Milk Brick, ecco i mattoni realizzati con il latte made in Sardegna

Milk Brick, ecco i mattoni realizzati con il latte made in Sardegna

Industria casearia e settore dell’edilizia: se apparentemente questi due campi possono sembrare estranei l’uno all’altro c’è chi, per amore dell’ambiente, è riuscito a farli incontrare. Così nel lontano 2011 il sassarese Giangavino Muresu ha un’idea, quella di valorizzare e dare un nuovo scopo al latte di scarto proveniente dall’industria casearia e della Gdo e, allo stesso tempo, di ridurre sensibilmente il consumo di acqua nel settore dell’edilizia. Ci vogliono 5 anni di ricerca e sviluppo e un totale di circa 20mila ore di lavoro per ottenere il brevetto arrivato nel 2016, che darà poi il via l’anno dopo alla startup innovativa chiamata Milk Brick.

L’idea dietro Milk Brick è semplice e la racconta proprio Maresu nel corso di varie interviste: il latte scartato dall’industria casearia e dalla Gdo viene recuperato e rielaborato tramite un processo di estrusione della caseina che porta alla creazione di una fibra di latte ecologica e più traspirante. Un processo questo perfettamente in linea con il concetto di economia circolare, dove non solo si usano materiali altrimenti di scarto ma si creano allo stesso tempo, ulteriori prodotti totalmente riutilizzabili. Come viene spiegato sul sito web di Milk Brick, questa fibra di latte può essere poi impiegata nella produzione di materiali da costruzione ecosostenibili come i mattoni prefabbricati eco-bio con proprietà antibatteriche ed isolanti e riciclabili al 100% o, ancora, la si può utilizzare per la realizzazione di rivestimenti termici a cappotto. Dal processo di lavorazione è possibile anche produrre diverse tipologie di calcestruzzo e il tutto sempre ad impatto idrico zero.

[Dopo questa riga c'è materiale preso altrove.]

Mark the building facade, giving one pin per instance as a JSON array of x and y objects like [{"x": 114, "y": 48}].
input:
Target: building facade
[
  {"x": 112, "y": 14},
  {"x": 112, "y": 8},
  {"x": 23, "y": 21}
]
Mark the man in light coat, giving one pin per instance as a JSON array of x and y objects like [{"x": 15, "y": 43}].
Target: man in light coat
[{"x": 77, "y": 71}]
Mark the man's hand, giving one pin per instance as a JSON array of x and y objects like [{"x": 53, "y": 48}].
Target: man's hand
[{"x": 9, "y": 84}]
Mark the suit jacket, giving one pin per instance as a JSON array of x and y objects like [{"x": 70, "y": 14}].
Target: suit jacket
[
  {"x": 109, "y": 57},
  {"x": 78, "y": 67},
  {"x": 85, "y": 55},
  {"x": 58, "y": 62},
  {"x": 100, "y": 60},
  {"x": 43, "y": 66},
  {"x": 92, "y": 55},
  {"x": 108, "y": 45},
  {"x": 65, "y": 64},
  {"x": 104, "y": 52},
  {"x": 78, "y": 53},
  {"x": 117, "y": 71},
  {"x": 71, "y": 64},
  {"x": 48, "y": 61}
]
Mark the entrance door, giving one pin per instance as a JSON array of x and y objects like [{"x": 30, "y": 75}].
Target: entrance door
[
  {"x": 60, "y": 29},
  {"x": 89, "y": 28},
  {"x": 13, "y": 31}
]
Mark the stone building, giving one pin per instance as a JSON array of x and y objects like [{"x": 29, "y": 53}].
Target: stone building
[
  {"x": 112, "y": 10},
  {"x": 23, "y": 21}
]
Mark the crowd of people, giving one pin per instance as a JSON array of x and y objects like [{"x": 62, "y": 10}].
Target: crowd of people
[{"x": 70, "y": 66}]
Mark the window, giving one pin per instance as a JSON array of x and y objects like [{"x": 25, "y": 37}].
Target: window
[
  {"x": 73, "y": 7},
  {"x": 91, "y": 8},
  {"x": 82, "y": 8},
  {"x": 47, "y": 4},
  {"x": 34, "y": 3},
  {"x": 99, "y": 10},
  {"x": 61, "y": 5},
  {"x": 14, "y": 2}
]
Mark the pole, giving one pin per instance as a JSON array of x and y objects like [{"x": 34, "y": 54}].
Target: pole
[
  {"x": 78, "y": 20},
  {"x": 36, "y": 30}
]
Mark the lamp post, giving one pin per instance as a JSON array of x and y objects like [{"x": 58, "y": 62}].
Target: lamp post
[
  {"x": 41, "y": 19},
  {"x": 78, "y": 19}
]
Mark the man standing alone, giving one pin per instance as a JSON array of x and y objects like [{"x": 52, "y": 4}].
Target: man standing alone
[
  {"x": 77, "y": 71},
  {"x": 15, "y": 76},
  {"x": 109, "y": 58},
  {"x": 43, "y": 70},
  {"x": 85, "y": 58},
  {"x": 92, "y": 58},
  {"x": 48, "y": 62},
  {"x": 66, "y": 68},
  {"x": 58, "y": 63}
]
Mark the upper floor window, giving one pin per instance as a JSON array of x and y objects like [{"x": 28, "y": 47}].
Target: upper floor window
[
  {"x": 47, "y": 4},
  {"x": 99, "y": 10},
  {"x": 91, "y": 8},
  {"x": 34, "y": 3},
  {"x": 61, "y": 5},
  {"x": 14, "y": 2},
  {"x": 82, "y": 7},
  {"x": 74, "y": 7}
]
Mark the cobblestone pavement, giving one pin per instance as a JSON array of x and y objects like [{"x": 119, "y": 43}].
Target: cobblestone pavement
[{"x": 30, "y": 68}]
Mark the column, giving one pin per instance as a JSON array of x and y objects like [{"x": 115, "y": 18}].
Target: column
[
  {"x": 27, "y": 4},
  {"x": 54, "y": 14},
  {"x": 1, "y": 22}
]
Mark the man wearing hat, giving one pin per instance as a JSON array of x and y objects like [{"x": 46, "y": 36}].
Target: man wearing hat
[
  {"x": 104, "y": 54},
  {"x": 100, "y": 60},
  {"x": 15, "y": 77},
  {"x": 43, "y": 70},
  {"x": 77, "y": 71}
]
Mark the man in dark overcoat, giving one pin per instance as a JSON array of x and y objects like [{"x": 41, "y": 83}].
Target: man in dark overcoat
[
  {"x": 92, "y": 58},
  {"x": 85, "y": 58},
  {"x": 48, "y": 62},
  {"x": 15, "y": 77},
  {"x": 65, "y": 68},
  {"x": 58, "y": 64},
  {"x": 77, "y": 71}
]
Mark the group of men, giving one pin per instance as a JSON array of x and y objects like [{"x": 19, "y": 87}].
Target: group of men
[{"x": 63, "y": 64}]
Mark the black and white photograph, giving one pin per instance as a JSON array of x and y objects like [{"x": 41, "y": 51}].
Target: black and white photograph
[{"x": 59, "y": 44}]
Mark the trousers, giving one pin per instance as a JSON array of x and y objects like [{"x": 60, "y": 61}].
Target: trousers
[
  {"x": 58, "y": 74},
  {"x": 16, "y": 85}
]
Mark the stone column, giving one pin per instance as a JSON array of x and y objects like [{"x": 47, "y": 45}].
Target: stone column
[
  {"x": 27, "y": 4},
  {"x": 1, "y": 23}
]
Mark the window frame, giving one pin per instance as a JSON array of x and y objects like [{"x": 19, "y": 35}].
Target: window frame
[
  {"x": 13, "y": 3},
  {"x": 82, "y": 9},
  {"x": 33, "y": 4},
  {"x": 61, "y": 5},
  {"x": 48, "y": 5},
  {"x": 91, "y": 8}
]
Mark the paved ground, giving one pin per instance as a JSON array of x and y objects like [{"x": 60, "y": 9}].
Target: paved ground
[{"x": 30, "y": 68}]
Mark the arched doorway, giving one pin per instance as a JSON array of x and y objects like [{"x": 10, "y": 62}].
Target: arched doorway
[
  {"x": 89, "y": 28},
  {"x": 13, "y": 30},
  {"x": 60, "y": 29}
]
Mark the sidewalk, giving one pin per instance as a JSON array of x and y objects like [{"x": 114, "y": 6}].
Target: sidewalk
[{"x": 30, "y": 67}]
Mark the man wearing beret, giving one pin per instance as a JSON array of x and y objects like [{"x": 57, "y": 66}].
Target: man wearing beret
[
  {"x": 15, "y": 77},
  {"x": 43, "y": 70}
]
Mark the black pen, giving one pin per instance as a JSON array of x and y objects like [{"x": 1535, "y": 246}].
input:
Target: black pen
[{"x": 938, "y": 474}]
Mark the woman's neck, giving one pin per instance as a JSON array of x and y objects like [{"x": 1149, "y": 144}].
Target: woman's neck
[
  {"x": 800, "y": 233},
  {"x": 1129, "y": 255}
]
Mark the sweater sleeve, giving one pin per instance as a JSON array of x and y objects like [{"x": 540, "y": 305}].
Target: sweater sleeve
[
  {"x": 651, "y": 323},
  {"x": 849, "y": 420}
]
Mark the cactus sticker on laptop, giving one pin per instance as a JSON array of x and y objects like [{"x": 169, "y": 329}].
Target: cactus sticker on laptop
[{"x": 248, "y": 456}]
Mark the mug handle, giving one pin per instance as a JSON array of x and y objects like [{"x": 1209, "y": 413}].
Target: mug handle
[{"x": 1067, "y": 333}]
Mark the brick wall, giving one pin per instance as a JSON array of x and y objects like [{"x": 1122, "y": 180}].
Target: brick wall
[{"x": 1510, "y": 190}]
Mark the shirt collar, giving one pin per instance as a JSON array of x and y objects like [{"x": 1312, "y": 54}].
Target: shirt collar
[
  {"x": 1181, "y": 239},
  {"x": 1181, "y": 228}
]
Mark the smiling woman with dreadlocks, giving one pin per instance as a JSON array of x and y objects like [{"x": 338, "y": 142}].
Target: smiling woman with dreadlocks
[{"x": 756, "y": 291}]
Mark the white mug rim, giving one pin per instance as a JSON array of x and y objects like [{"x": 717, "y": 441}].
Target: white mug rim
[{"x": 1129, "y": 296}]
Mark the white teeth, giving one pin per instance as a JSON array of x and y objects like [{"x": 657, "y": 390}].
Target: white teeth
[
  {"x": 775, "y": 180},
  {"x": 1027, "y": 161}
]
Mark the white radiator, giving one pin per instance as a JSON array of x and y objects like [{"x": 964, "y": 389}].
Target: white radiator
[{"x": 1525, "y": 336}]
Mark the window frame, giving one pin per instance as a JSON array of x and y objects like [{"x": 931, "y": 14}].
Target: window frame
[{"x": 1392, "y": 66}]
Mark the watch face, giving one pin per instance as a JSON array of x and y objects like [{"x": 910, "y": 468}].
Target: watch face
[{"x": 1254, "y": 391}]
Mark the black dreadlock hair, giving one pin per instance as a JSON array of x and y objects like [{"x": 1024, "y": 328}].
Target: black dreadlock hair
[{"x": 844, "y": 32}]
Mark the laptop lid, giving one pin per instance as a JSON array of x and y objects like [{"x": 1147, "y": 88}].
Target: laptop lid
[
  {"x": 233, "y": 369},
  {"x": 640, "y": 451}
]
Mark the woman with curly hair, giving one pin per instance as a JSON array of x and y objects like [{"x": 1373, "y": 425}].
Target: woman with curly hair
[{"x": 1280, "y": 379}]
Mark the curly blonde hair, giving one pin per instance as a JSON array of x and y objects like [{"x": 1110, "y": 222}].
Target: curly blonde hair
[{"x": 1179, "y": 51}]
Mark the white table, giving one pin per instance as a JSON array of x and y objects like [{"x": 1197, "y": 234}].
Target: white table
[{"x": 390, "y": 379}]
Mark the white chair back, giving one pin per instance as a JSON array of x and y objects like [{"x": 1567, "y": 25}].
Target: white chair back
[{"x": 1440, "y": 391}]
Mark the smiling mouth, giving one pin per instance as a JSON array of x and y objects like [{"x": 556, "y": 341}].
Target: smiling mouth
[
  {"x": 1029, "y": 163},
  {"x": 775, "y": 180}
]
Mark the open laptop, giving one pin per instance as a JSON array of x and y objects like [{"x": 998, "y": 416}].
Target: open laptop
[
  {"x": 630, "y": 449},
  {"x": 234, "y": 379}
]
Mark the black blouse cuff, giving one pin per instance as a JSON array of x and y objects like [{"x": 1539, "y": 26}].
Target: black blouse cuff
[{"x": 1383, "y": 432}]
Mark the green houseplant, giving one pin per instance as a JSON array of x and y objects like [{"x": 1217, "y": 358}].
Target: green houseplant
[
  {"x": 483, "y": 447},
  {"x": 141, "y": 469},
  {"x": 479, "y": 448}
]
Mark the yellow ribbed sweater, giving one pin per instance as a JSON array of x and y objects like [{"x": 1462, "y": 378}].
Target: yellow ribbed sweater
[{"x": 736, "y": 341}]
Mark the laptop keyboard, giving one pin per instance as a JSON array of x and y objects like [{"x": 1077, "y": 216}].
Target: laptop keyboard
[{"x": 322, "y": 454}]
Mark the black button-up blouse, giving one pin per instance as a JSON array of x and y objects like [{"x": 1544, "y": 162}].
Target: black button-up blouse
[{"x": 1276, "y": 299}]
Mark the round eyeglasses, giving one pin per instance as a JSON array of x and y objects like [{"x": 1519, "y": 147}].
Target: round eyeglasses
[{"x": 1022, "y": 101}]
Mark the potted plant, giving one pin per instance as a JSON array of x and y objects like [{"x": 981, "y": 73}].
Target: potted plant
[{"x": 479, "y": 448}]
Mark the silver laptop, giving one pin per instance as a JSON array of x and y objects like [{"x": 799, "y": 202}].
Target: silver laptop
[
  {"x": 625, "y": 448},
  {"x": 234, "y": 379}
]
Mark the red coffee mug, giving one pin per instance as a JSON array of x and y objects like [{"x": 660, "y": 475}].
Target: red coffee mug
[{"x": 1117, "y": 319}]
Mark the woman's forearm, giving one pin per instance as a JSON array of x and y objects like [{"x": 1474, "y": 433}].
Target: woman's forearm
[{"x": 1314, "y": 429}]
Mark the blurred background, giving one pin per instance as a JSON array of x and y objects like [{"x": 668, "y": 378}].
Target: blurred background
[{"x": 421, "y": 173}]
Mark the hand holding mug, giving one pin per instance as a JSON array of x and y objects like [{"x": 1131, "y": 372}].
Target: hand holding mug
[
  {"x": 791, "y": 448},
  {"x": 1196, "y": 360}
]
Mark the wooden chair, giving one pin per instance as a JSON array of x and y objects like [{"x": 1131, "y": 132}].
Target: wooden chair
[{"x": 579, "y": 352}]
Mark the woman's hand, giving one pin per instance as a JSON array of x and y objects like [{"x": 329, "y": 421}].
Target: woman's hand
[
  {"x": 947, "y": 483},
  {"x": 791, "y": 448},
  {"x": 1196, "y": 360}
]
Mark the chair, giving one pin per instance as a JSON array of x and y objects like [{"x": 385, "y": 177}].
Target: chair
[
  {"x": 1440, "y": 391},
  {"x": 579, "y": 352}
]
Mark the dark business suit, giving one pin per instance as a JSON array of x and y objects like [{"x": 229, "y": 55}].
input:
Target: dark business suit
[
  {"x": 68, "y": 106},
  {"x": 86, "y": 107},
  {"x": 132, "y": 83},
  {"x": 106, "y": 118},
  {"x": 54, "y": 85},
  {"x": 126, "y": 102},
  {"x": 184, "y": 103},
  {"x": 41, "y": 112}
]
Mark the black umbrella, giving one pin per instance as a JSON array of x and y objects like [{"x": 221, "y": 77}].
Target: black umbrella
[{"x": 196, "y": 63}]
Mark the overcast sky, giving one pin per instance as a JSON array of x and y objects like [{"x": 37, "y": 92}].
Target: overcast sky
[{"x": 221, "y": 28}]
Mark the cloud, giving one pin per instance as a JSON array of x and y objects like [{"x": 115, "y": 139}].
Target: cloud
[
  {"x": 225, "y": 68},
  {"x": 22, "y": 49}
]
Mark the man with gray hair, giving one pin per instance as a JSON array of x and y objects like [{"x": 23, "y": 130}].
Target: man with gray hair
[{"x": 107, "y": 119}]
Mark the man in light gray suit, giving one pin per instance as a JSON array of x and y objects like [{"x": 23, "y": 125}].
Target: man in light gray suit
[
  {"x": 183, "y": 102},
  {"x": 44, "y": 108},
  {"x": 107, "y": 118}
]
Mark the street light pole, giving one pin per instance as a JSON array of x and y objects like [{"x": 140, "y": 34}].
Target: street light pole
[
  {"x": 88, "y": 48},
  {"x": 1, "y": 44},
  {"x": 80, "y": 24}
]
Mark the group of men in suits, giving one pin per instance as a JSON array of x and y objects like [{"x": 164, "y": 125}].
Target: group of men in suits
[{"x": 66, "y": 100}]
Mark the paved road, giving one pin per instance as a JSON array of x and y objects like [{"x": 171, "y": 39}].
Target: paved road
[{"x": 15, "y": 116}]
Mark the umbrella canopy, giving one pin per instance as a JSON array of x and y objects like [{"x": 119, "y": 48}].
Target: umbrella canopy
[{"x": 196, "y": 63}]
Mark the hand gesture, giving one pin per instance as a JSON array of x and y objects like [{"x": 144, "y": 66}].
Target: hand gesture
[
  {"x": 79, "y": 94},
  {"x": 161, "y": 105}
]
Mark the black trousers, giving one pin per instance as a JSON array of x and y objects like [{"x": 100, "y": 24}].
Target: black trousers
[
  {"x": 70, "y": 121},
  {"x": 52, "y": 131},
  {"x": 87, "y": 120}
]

Proprio questo processo innovativo ha portato Maresu e l’azienda a vincere, nel 2019, il Premio Speciale Italcementi - HeidelbergCement Group in occasione della finale del Premio Gaetano Marzotto. In quella occasione -riporta il sito web Italcementi - il Direttore Innovazione Italcementi - HeidelbergCement Group Enrico Borgarello ha infatti dichiarato: «Il progetto ha una forte valenza di sostenibilità che va nella direzione di un’economia circolare attraverso il recupero dell’acqua non più utilizzabile da un ciclo produttivo per poi reimpiegarla nella produzione di materiali per le costruzioni». Al 2021 l’azienda è pronta per lanciare i primi prodotti sul mercato nazionale avviando la fase di industrializzazione e con essa, Maresu e i soci puntano ad esportare il mattone sardo fatto con il latte anche all’estero, dove hanno già riscosso interesse tra diverse aziende di settore.